Interjection and its types


Interjection is one of the eight parts of speech in English grammar along with noun, pronoun, verb, adverb, adjective, conjunction and preposition. Interjection is a part of speech that conveys emotions or expresses a meaning or feelings. Interjection does not add meaning to a sentence but express the feeling of the speaker. An interjection is sometimes followed by the exclamation sign i.e. “!”. For example: The kid exclaimed, “Hurrah! I got Barbie coloring pack of pens”. Here, the interjection “hurrah!” is expressing the excitement of the kid after getting Barbie coloring pack of pens. There are five different types of interjections classified based on expressions such as greetings, joy, approval, surprise and grief. Lets’ have a closer look at each of the types of interjections.

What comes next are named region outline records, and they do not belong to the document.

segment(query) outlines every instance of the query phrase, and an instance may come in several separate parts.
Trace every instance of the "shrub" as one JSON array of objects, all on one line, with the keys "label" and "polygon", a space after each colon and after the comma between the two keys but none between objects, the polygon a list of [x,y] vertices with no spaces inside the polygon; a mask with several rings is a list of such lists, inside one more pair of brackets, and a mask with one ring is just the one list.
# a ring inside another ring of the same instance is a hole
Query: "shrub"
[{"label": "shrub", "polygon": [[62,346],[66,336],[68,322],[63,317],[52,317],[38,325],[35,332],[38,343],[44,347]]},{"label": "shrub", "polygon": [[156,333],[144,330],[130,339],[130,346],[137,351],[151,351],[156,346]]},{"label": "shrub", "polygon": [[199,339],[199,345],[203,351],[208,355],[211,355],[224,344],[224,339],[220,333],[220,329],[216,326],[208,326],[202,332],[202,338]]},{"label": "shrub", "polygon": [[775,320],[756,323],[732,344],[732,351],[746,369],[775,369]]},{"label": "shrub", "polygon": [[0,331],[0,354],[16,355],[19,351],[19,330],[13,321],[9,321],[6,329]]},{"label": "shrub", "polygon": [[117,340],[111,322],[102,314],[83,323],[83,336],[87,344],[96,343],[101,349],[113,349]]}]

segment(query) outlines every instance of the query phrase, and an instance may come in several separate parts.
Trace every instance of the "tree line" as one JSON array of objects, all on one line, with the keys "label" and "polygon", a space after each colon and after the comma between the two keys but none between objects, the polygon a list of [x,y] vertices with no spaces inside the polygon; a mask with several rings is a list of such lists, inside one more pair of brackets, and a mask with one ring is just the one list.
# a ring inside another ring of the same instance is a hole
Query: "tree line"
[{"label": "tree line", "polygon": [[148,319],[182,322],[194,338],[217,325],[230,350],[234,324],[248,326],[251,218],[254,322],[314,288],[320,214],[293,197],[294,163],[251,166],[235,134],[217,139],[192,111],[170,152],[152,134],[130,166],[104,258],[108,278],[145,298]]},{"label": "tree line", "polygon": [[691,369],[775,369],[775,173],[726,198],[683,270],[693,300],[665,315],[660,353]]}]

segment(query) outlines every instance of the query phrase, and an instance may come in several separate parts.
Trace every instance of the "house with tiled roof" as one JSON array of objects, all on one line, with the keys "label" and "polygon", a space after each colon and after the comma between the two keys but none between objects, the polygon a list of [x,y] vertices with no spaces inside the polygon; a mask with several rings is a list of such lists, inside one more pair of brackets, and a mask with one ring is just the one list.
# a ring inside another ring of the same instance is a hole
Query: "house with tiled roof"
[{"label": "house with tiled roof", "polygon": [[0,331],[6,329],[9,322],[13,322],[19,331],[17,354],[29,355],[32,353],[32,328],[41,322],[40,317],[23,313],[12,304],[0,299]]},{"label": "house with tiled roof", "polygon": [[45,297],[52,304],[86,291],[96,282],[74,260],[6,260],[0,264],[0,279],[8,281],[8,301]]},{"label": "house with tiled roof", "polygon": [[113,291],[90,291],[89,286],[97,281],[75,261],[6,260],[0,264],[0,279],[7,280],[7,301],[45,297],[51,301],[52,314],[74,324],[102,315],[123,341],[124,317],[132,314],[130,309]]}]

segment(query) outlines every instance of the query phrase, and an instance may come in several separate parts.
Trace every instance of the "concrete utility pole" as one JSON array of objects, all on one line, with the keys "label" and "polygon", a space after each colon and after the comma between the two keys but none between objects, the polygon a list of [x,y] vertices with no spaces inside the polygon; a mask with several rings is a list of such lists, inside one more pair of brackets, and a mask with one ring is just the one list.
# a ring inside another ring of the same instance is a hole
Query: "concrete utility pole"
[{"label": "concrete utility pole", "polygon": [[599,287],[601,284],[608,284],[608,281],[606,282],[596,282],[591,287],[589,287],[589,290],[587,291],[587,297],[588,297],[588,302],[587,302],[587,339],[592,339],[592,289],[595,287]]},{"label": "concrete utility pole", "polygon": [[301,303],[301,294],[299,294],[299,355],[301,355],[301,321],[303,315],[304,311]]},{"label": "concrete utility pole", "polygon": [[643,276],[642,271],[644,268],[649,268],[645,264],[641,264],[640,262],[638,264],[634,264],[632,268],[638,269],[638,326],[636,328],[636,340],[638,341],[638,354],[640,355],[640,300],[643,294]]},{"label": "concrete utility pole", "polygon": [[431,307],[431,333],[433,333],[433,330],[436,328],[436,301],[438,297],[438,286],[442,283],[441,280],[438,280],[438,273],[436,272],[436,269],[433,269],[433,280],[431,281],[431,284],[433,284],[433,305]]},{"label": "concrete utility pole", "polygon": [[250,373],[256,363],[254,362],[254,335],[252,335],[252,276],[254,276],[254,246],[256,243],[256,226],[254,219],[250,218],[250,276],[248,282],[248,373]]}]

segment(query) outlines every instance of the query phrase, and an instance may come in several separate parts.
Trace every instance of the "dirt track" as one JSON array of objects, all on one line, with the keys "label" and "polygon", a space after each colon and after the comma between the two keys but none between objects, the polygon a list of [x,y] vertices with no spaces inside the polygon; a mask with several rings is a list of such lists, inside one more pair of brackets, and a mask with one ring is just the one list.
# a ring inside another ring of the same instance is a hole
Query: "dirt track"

Interjections to express Greetings:
Interjections to express greetings are type of interjections that are used to wish someone. Popularly used interjections of expressing greetings are: hello, hi and so on. For example: Hello, how have you been? Here, the speaker is wishing hello and how the other person has been by using “hello”.

Interjections to express Joy:
As the term suggests, these types of interjections convey the feeling of joy and excitement of the speaker. Commonly used interjections are: hurrah, yippee, hey and more. For example: Hey! Look Farlin India collection has real good stuffs for kids. Here, the speaker is expressing his excitement at Farlin India brand’s grand collection.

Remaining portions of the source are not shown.